Che domanda! «Certo. Cosa te lo fa credere?»
«Per esempio ogni volta che un ragazzo si avvicina tu ti alzi e te ne vai.»
«Ma non è mica…» vero? Mi tornò in mente Cate: “Li stai ignorando.” “Resterai la Nerdy per sempre.”
«Non è mica cosa?»
Risposi a voce bassa. «Niente. Non è sempre vero.»
Ci mettemmo d’accordo sull’orario e poi ci salutammo.
“Sei sicura?”
Certo, pensai. Solo che i maschi alla festa erano noiosi e cessi.
Che domanda!
Giovedì pomeriggio attraversai il vialetto di una villa a Città Giardino e mi trovai di nuovo a fissare gli occhi blu di Giusy. Ci salutammo e poi il silenzio; nessuna di noi due prese l’iniziativa per scambiarci i bacini di rito e ci venne da ridere.
«Vieni, andiamo di sopra.»
Mi accompagnò nella sua cameretta, che poi era il doppio della mia. I mobili erano tutti abbinati, in celeste e rosa pastello su base bianca. Sulla scrivania c’era un computer portatile, ma era anche apparecchiato per la merenda: un Estathé e un biscotto a forma di cuore per ciascuna. Davanti al mio posto c’era un pacchetto azzurro con il fiocco rosa.
«Un pensierino per te, per farmi perdonare.»
Era un peluche portachiavi, una leonessa. «Grazie! È bellissima.» Mi si sciolse il cuore e stavolta ci scambiammo i bacini. Agganciai subito la leonessa allo zaino e stava proprio bene.
Giusy disse: «Così ti tiene d’occhio.»
«In che senso?»
«Se non fai la brava.»
Sbuffai. «Mi bastano già i miei, per questo!»
«Allora se fai troppo la brava. Arriva lì e ti dice: “Roar; dai, buttati!”»
Risi di gusto. «Si vede così tanto che sono timida?»
«Ma tu non sei timida!»
«Cosa? Se ogni volta che si avvicina un estraneo mi chiudo a riccio!»
«Con me non l’hai fatto.»
«È vero. Con te…» mi bloccai.
Giusy mi fissò: «Roar! Dai. Con me?»
Risi ancora. «Con te sono stata bene. A parte una volta!»
Distolse lo sguardo. «Scusa, scusa, scusa. Sono pentita.» Si prostrò, appoggiando le mani alle mie ginocchia. «Merito una punizione.»
Le presi le mani e la tirai su. «Dai, non fare la scema.»
Si sollevò e ci ritrovammo a fissarci vicinissime. Mi fischiarono le orecchie. Ebbi paura che potesse saltarmi di nuovo addosso eppure non riuscivo a muovermi, mi sentivo bloccata.

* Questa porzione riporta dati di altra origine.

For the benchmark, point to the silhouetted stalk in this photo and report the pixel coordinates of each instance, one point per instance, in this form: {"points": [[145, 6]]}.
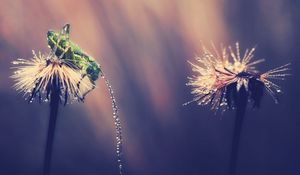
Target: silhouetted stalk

Giusy si morse le labbra, poi disse: «Ho promesso che ti aspettavo; perciò devi dirmi tu se sei pronta.» Prese le mie braccia e se le mise intorno al collo, poi mi cinse i fianchi.
Mi tremavano le gambe. Ripetevo nella mia testa “È sbagliato. È sbagliato.” Eppure restavo lì a guardarla, ipnotizzata dal suo sguardo.
Chiuse gli occhi e persi il mio punto di riferimento. Sarebbe stato il momento giusto per fermare tutto ma lei disse: «Roar!» Mi fissai sulle sue labbra, così sottili e vicine. Sentii il cuore che mi batteva sempre più forte.
“È sbagliato.”
Chiusi gli occhi. Non so se fui io ad avvicinarmi o lei. Il bacio arrivò. Caldo. Morbido. Accompagnato dalle farfalle nello stomaco. E fu una dura lotta tra le farfalle che svolazzavano libere e il pensiero fisso che ripeteva “È sbagliato.” Ma per il momento restarono in vantaggio le farfalle.